À l’invitation du maire Christian Estrosi et de l’écrivain Henry-Jean Servat, Charles Bonaparte était en visite à Nice ce mercredi 29 mai. Le descendant de la famille impériale a convié Nice-Presse à la terrasse de La Petite Maison pour un échange à bâtons rompus sur l’actualité.
“Napoléon VII” pour certains, Charles Bonaparte est l’arrière-arrière-petit-fils de Jérôme, le frère cadet de Napoléon Ier.
NICE-PRESSE - Nice est une ville impériale, Christian Estrosi se dit bonapartiste (influencé par Napoléon III), nous avons inauguré il y a peu un quai Napoléon Ier au Port… vous sentez-vous “chez vous” dans notre cité ?

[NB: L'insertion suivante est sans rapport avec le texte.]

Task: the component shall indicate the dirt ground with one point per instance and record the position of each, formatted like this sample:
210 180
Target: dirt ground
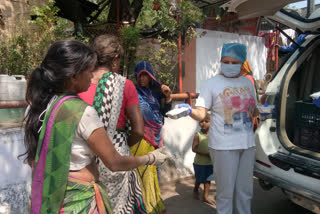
178 198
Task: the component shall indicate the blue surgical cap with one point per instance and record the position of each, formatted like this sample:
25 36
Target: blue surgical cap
235 50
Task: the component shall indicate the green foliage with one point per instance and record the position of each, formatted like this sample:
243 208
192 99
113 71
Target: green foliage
189 16
218 11
15 55
129 36
25 50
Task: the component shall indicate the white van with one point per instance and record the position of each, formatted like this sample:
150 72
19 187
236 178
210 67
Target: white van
288 142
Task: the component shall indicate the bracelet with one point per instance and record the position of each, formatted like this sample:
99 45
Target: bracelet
148 159
154 159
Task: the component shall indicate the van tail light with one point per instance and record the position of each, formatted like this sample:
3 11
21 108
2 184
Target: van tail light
263 99
279 163
263 163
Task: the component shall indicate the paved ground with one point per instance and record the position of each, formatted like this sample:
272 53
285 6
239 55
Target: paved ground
178 200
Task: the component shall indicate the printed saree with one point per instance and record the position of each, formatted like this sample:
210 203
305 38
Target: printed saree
150 109
123 187
52 162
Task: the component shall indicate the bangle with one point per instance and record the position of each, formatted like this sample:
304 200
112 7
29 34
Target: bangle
148 159
154 159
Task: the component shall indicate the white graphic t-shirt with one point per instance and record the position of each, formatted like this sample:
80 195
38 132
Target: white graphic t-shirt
231 102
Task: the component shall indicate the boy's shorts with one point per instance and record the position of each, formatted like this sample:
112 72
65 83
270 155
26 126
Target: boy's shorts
203 173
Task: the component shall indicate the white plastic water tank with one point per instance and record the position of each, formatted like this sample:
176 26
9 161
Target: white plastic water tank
12 88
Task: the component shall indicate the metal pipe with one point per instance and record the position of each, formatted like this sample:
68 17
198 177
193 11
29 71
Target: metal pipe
180 63
277 48
183 96
13 104
118 16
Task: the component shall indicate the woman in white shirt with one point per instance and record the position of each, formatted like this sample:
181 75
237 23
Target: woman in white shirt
231 99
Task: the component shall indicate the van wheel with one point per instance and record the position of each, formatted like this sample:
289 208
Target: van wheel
265 185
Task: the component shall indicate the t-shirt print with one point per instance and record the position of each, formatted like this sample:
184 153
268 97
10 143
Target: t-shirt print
238 104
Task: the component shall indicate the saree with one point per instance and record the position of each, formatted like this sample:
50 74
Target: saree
150 109
52 162
123 187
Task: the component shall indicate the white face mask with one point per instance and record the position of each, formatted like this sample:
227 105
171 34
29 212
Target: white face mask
230 70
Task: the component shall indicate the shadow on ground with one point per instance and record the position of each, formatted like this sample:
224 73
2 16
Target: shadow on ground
178 198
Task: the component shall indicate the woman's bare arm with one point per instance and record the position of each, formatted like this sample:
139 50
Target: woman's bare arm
137 125
198 113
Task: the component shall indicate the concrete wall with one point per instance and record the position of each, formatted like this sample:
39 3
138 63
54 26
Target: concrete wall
15 176
189 75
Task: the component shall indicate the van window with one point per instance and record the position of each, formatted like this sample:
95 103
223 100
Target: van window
303 11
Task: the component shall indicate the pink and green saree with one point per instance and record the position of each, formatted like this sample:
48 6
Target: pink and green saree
52 190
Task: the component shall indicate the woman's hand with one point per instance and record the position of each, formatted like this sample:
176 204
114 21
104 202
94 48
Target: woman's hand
159 156
167 92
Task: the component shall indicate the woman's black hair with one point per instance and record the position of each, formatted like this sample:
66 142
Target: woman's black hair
64 59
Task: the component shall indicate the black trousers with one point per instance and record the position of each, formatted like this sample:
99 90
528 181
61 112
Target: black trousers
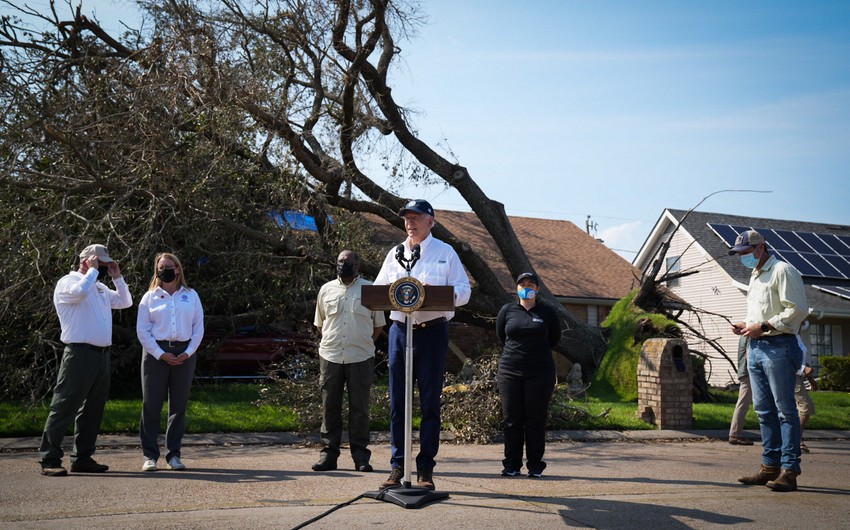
525 407
334 378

Charles Bonaparte : “Nice est effectivement une ville que j’aime beaucoup, je m’y sens bien. J’y venais enfant, j’y reviens de temps en temps. J’ai aussi d’excellentes relations avec votre maire, Christian Estrosi, que je verrai tout à l’heure à la Cinémathèque pour un échange sur Napoléon.”
Que reste-t-il de l’Empereur dans nos vies ?

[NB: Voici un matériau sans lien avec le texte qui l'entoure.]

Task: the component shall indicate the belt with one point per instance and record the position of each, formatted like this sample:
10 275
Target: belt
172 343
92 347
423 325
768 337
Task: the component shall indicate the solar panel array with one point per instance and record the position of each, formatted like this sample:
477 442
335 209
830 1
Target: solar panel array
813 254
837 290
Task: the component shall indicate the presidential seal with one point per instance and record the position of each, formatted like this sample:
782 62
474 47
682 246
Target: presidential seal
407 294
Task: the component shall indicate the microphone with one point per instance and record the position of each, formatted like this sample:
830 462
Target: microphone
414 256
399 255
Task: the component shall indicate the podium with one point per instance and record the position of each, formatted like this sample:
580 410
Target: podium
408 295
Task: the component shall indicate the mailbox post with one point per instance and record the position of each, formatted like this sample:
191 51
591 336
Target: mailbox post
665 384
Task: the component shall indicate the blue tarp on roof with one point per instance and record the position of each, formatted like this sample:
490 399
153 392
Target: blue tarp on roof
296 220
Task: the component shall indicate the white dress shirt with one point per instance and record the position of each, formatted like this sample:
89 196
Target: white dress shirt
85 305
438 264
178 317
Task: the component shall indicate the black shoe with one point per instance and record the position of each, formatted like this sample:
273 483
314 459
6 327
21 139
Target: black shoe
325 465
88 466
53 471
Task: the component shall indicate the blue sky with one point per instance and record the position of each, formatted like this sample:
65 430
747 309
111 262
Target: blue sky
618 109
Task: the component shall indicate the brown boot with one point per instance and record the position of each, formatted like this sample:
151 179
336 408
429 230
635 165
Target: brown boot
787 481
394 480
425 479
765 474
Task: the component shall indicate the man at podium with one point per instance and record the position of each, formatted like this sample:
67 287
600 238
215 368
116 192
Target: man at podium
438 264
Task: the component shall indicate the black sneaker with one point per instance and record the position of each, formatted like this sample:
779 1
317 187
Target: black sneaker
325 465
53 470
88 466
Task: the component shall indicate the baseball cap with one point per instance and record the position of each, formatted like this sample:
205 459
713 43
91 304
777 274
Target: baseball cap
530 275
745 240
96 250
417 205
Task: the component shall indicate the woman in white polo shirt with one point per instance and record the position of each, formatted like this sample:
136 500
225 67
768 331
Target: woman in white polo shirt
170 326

“Je ne me sens pas ‘bonapartiste’ moi-même, je pense que son héritage est culturel et historique. Il a marqué son temps, par sa défense de plusieurs libertés que nous avons su conserver jusqu’à aujourd’hui : celle des cultes avec le Concordat, celles consacrées par le Code civil, le droit de propriété…
Avec la Fédération européenne des cités napoléoniennes que je préside, nous nous attachons à proposer une approche culturelle commune de ces villes liées à l’empereur. Chaque pays a sa vision de lui, mais j’ai la fierté de dire qu’ils le considèrent tous comme une sorte de héros fondateur. Le Conseil de l’Europe, garant des valeurs de l’UE, nous soutient énormément.”

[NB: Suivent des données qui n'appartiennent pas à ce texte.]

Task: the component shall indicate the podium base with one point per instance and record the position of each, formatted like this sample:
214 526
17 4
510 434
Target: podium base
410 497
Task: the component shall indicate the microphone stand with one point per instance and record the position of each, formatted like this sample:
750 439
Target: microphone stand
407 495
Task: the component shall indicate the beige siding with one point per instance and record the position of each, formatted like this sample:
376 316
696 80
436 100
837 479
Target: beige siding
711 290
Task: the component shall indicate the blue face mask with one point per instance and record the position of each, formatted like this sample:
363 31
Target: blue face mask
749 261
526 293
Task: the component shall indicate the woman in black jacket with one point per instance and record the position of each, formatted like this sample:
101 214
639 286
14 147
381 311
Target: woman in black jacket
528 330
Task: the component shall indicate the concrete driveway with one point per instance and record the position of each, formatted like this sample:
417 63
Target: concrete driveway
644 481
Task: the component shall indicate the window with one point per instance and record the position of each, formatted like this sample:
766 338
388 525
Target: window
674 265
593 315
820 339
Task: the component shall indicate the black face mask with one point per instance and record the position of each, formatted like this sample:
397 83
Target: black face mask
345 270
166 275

Dans leur exercice du pouvoir, nos présidents de la République ont-ils un “côté napoléonien” selon vous, comme certains critiques l’estiment parfois ?
“C’est une vision de journaliste, parfois une caricature. Je ne le pense pas, la société et les défis auxquels nous sommes confrontés sont tout à fait différents. Napoléon Ier a sauvé un pays confronté à la guerre civile, à des tentatives d’invasion, à la misère. La comparaison avec les présidents serait hasardeuse.”
On peine à imaginer l’une de nos personnalités politiques actuelles avoir dans 200 ans l’aura que l’empereur a parmi nous aujourd’hui. Comment l’expliquez-vous ?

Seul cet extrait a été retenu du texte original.